Alhambra woodwork. Manu Barba Architecture and Travel ©Cristina Espinosa
West ceiling of the Two Sisters room ©Cristina Espinosa


Sometimes in my routes I try to mention which is the most significant feature of the Alhambra. What is it that thing that makes the Nasrid monument one of the wonders of architecture. And I never come to an only idea. Some will argue that light, and those would be right. Some might say water, also a pretty solid argument. And we could also mention the atmosphere, the climate, the Alhambra woodwork, the fluidity of the space and a very long etcetera. All the properties of the Alhambra would have no place in an article, almost not even an encyclopedia article. And some way all the properties of architecture take special relevance within the walls of the Andalusian monument.

However, just as we can say that without water or light this city does not exist, we can say that without the Alhambra woodwork it could not exist either.
Although if you take a look at the great books on the monument, (which are many and of very good quality), this material is rarely mentioned beyond a decorative system, or a roof or a canvas for expression. But this monument is an icon of carpentry and even of the expression of the language of nature in architecture.

And it is at this moment where we could walk through the Granada jewel, but analysing it from the point of view of the material. And the fact is that the Alhambra woodwork could be grouped into three main typologies: “absent” woodwork, “present” woodwork and “symbolic” woodwork

Let’s start with the “absent” woodwork

This is the one who, although not present, has participated in the construction process of the different palatine spaces and other structures. It can be affirmed that practically all the structures and decorative arts of the Alhambra use wood to be done. And beware, this does not imply that they are expressly made in this material.

It can be seen in the rammed earth walls where sometimes the outside lime leave the holes of the pre-existing scaffolding shown. Or also the plasterwork, because to make the great canvases that cover the walls, the molds were carved. That is why we have a repetitive pattern and, by the way, pre-made. But when it is not a mold, it is a support, through the formwork necesary for making the arches and many of the vaults that we can see today. So without the Alhambra woodwork even it just part of the process there is no construction at all.

The “present” woodwork, as its own name indicates, is the one that is there, that can be seen (but not touched, because it is prohibited)

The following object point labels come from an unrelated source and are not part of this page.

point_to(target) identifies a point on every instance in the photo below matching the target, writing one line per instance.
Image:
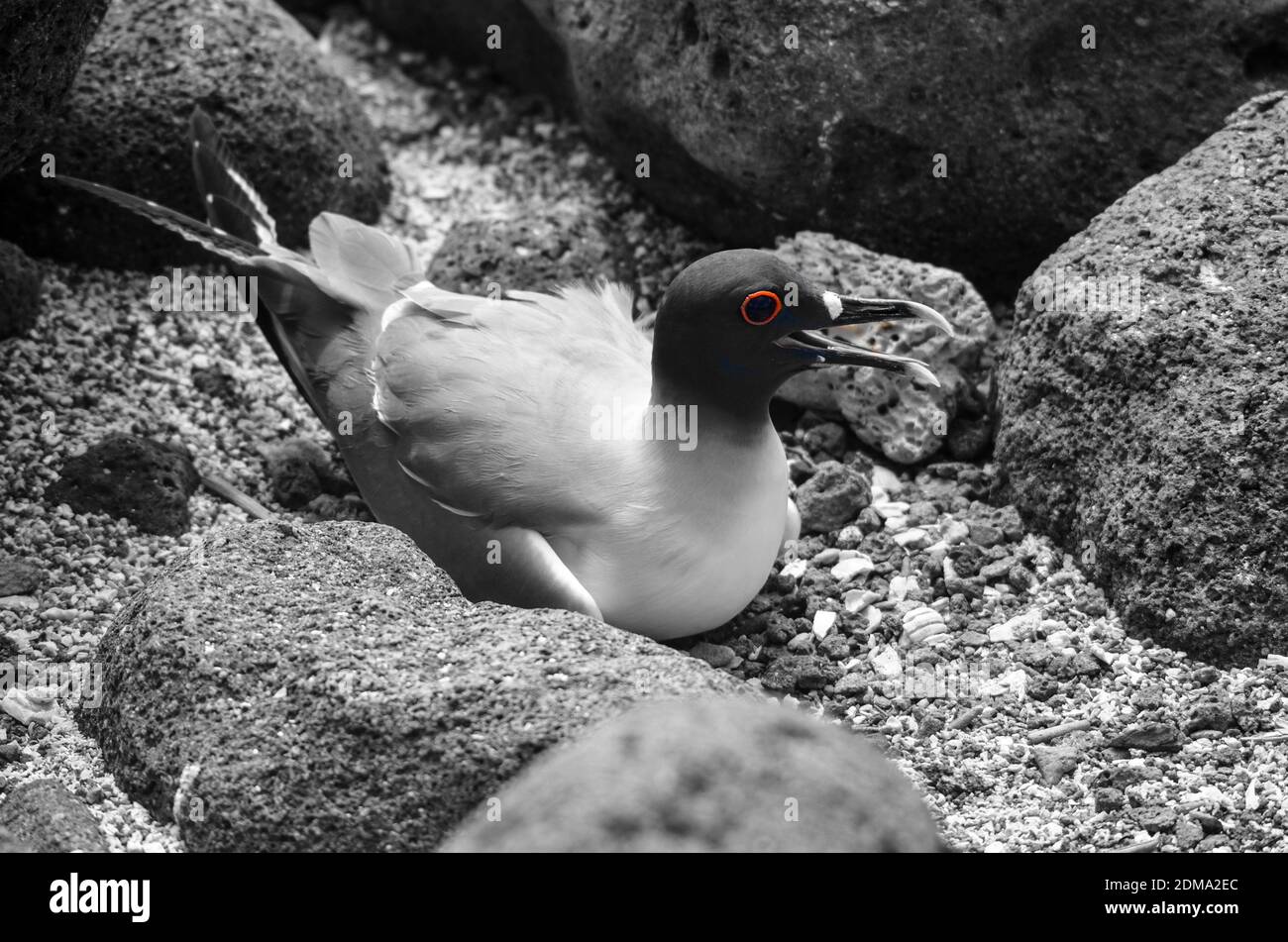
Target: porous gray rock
(20, 291)
(129, 476)
(907, 421)
(832, 497)
(326, 687)
(707, 775)
(43, 43)
(286, 117)
(1144, 396)
(536, 254)
(761, 119)
(48, 818)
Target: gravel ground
(102, 361)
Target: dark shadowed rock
(761, 119)
(707, 777)
(1151, 738)
(47, 817)
(42, 43)
(20, 291)
(1145, 426)
(133, 477)
(832, 497)
(18, 576)
(536, 254)
(327, 688)
(286, 117)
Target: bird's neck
(730, 414)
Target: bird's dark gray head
(735, 325)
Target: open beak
(829, 351)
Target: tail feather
(318, 314)
(231, 202)
(232, 248)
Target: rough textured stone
(17, 576)
(284, 116)
(832, 497)
(751, 138)
(1151, 738)
(1055, 762)
(537, 254)
(133, 477)
(11, 844)
(327, 688)
(707, 777)
(20, 291)
(300, 471)
(42, 44)
(1149, 433)
(46, 816)
(907, 421)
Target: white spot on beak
(832, 301)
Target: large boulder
(907, 421)
(47, 817)
(1144, 395)
(707, 777)
(326, 687)
(21, 280)
(763, 120)
(286, 117)
(129, 476)
(42, 44)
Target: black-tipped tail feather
(213, 238)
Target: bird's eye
(760, 308)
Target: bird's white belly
(694, 558)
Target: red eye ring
(748, 299)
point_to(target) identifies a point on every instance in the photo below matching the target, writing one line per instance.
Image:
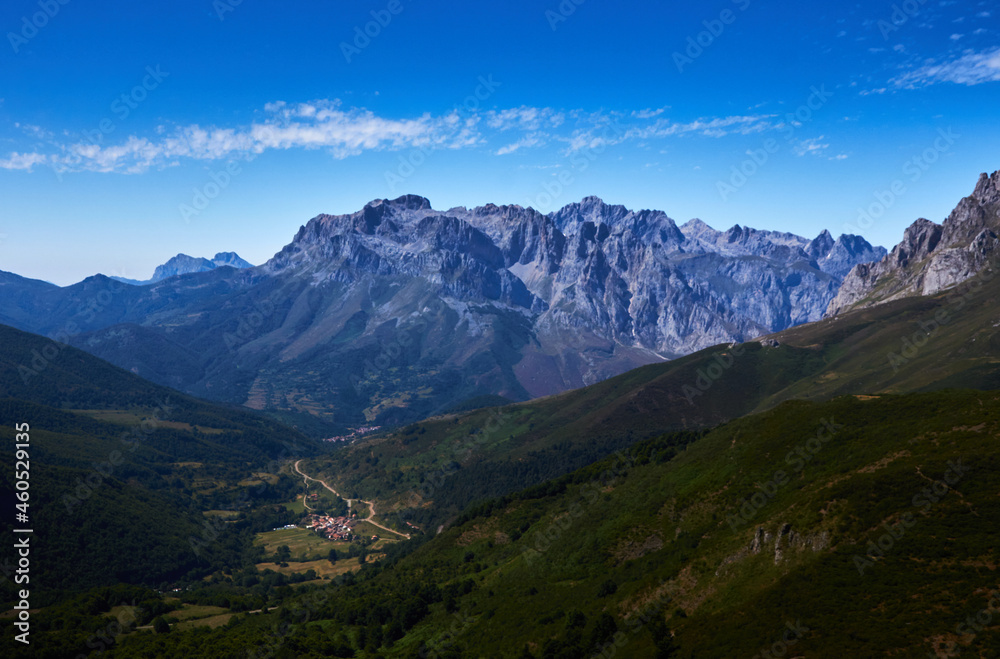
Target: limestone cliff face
(931, 257)
(631, 277)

I mean the one that appears in a space through a piece of furniture for example. This wood in the Alhambra is manifested mainly through ceilings that represent a new start in architecture. It is in this Nasrid monument where great experts such as Enrique Nuere affirm that the geometric rules of spanish carpentry and latticework originate.

And possibly this technique begins to be tested on furniture pieces from the smallest to the largest ones. First on chests or drawers or cupboards, and if it can be done in a closet it can be done covering a door. And well if it can be done in a door, then it can be done in a roof or an eave. This produces a leap from furniture to architecture. Although this is explained by Albanécar much better on his white carpentry articles.

But these Alhambra woodwork examples are not only carved objects with more or less aesthetic motifs. On these is where wood through its nature finds a connection with symbolism, with the abstraction. This is where we can a make a connection with the last great group. Because the wood in the Alhambra is also “symbolic”. So wood becomes the transmission medium, giving space to epigraphies, normally poems of great length or suras and rarely for repetitive motifs, exactly the opposite to what normally happens in plasterworks. Even in the Christian palatine spaces of the 16th century, wood is the support for these prayers.

The “symbolic” Alhambra woodwork

It goes from the explicit to the abstract in some of the spaces, such as the Comares roof. This is one of the largest and most complex carpentry ceiling of the Islamic art and drinks from the Sufi presence that Granada had. The ceiling is done through the esoteric and the mystical rules representing through the latticeworks the seven heavens of Islam with a paradise of muqarns. Woodwork here is no longer a canvas of text. It becomes the canvas of ideas. In this same roof the vegetation is one of the symbols, because in the corners we have the tree of life.

The three Alhambra woodworks. Manu Barba. ©José Luis Filpo Cabana
Comares ceiling ©José Luis Filpo Cabana

The Islamic culture considers vegetation a symbol of life. Therefore, wood is not the only material with which this symbol is represented. The plaster or the marble pay homage to the vegetation and the wood as a symbol in the Courtyard of the Lions. Here the wood in the Alhambra is absent. The one hundred and twenty four columns are no longer marble, because they are located like the trees of a paradisiacal oasis representing the wonderful randomness of nature. Different groupings, different intercolumns, different ways of solving the gap, all to convert the stony space through wood into an interpretation of paradise, changing the way of living a space.

And this shows us that this material according to its position, its use or its symbolism can transcend verbs doing much more than being, or appearing. The Alhambra woodwork can build, in all the breadth of the word, from interpretation or action to the reaction of the visitor who looks with the eyes of curiosity.